Chemical Geology, Volume 275, Issue 3-4, p.117-126 (2010)



Accession Number:




UMR 7154 ; Géochimie et Cosmochimie ; N° Contribution : 2641 ; Boron isotopes; MC-ICP-MS; Bulk rock; Carbonate; Jurassic; Diagenesis


Boron isotope abundance in carbonates provides a powerful proxy for seawater pH reconstructions. Nevertheless, application of this proxy on bulk rocks has never been clearly investigated. Herein, boron isotopes were measured in early Bajocian samples from the Terminilletto section (Italy) to explore the meaning of bulk rock delta B-11 values in paleo-environmental investigations.

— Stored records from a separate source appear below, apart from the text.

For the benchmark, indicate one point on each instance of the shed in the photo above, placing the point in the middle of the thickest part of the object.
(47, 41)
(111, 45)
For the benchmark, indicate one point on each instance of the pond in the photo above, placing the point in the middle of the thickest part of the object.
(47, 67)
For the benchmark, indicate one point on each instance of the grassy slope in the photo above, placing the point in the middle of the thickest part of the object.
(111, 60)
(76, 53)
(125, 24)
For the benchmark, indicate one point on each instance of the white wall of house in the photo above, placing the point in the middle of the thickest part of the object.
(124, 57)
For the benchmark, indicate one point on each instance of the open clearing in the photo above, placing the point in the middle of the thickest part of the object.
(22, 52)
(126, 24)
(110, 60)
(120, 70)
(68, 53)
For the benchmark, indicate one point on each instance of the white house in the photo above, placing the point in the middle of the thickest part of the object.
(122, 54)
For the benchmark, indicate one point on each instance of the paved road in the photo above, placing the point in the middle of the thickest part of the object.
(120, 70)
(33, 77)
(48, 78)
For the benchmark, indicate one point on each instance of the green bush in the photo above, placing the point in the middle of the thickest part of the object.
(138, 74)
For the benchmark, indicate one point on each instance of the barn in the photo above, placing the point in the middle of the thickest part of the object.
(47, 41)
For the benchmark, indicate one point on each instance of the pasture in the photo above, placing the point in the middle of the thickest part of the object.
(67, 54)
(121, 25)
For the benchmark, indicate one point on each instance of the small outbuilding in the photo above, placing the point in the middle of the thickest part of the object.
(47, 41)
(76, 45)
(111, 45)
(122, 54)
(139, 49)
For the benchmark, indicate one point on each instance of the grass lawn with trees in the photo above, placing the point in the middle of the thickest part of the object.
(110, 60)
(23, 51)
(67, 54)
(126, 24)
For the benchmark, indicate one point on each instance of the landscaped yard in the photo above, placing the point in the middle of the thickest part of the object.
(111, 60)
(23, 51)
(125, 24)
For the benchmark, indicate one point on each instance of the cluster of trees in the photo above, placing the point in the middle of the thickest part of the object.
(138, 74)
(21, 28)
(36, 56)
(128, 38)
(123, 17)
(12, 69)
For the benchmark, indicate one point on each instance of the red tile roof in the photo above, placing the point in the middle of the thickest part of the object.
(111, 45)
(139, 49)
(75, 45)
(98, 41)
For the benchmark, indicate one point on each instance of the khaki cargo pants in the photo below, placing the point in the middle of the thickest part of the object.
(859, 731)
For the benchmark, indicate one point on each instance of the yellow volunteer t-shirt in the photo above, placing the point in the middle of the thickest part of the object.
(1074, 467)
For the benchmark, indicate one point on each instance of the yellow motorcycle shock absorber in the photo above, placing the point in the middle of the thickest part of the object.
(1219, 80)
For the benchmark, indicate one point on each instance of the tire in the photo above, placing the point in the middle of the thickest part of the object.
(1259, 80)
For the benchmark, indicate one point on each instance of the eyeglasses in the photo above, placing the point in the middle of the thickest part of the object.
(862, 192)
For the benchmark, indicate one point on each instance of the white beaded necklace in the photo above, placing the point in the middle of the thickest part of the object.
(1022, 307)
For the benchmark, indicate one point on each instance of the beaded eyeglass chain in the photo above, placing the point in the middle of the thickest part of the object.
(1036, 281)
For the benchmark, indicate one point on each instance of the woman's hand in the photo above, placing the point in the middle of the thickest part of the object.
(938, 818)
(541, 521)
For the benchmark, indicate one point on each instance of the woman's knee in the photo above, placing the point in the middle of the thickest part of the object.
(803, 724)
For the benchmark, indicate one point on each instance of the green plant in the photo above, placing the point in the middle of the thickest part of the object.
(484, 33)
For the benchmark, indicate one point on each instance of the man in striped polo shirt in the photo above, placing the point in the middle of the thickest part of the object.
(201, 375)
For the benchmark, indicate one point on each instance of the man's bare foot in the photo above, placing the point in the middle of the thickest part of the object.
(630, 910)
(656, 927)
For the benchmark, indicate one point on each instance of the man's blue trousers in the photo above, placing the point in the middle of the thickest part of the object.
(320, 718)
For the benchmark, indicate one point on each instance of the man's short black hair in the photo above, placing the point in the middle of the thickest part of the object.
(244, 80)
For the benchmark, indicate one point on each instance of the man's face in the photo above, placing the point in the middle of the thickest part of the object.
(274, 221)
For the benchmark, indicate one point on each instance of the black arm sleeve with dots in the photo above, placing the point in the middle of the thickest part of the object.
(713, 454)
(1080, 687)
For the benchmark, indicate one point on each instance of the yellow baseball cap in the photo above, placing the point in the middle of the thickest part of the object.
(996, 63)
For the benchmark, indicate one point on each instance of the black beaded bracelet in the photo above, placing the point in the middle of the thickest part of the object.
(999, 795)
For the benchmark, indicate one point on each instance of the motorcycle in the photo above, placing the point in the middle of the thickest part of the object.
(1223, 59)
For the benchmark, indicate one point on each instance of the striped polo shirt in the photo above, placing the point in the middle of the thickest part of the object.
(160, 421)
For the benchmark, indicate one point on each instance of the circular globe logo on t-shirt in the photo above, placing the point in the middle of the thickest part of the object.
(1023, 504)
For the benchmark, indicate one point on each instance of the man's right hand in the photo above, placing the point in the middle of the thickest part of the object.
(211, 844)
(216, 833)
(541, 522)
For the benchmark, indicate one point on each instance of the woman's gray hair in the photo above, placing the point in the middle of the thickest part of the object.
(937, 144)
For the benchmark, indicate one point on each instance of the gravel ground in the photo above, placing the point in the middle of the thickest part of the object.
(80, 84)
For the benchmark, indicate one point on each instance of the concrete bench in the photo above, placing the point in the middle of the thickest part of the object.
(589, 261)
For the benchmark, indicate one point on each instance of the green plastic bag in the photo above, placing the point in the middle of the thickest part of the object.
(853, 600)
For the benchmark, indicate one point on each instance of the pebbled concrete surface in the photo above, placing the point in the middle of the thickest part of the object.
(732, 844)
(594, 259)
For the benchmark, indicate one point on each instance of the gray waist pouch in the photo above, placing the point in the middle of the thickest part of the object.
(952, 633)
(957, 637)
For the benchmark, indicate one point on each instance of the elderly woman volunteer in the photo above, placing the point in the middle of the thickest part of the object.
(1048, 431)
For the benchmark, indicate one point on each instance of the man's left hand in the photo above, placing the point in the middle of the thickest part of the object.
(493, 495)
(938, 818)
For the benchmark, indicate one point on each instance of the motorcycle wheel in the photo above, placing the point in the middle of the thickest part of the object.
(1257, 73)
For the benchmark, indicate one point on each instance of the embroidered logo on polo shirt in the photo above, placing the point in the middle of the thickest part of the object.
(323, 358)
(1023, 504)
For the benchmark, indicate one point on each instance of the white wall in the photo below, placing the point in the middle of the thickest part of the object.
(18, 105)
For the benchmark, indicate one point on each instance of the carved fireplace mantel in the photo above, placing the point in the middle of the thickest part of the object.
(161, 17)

In the southwestern Tethys, the early Bajocian is marked by a change in sedimentation from calcareous to radiolaritic lithologies, concomitant with a delta C-13 positive excursion and a sedimentary hiatus in several calcareous sections. The isotopic compositions of boron extracted from Terminilletto samples range from 10%. to 12% and boron content from 0.75 to 1.45 ppm, both lower than modern ranges. This implies either diagenesis or a lower boron concentration in Jurassic seawater. Boron isotopic compositions are compared to major and trace element analyses to investigate potential alteration of the carbonate primary signal. Fe and Al contents provide useful information on both clay contamination and sedimentation style. The delta B-11 values measured in carbonates constrain the boron isotopic composition of the precipitating fluid, either seawater or derived from seawater, regarding that both delta B-11 and delta O-18 are consistent with marine signatures. Jurassic seawater delta B-11 might have been lower than the modem one. The delta B-11 variations, consistent with micropaleontological observations, suggest a seawater alkalinization reflecting the atmospheric CO2 decrease after a probable phase of volcanism intensification prior to the Aalenian-Bajocian boundary. The carbonate crisis itself might also have promoted pH rise through progressive [CO32-] accumulation in seawater. (C) 2010 Elsevier B.V. All rights reserved.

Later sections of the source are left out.